VATICAN CITY — Neither Pope Francis nor the Vatican secretary of state, Cardinal Pietro Parolin, have spoken publicly about last week’s U.S. presidential election, possibly waiting for a definitive result.
But over the course of the 2020 election campaign, especially in the weeks leading up to the vote, words and actions coming from both Pope Francis and his advisers suggest their preferred candidate was Joe Biden, whose globalist, humanitarian and politically liberal vision closely matches their own.
Vatican officials refrained from inviting Biden to a Vatican conference this year, unlike Bernie Sanders in 2016, but that didn’t prevent them from tacitly supporting Biden’s campaign in other ways, and one of the most apparent examples was the Holy Father’s latest encyclical, Fratelli Tutti (“Brothers All”).
Published just a month before the Nov. 3 election, it contained numerous passages that soon served as campaign material for Biden, which the former vice president used as an indictment of Trump’s presidency.
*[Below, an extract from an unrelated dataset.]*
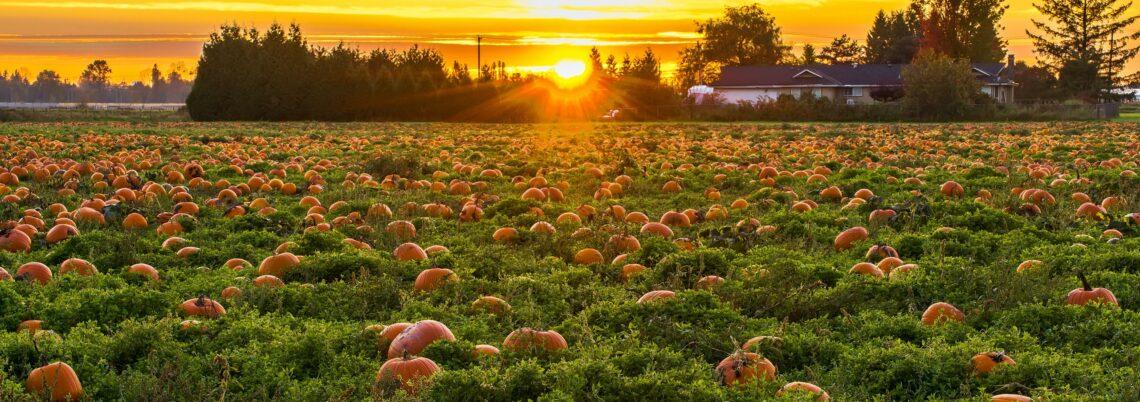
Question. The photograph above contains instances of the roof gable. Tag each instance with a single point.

Under the heading, “A better kind of politics,” the Pope argued against a form of populism that can become “another source of polarization” and division.
Biden, who supports same-sex “marriage” and taxpayer-funded abortion, and has threatened to force the Little Sisters of the Poor to pay for their employees’ contraception, while underscoring his Catholic roots, quickly latched on to the Pope’s words.
“Pope Francis warns us against this phony populism that appeals to the basest and most selfish instinct,” he told supporters at a campaign rally in Warm Springs, Georgia, on Oct. 27. “[Francis] goes on to say politics is more noble than posturing, marketing and media spin. These sow nothing but division, conflict and bleak cynicism.”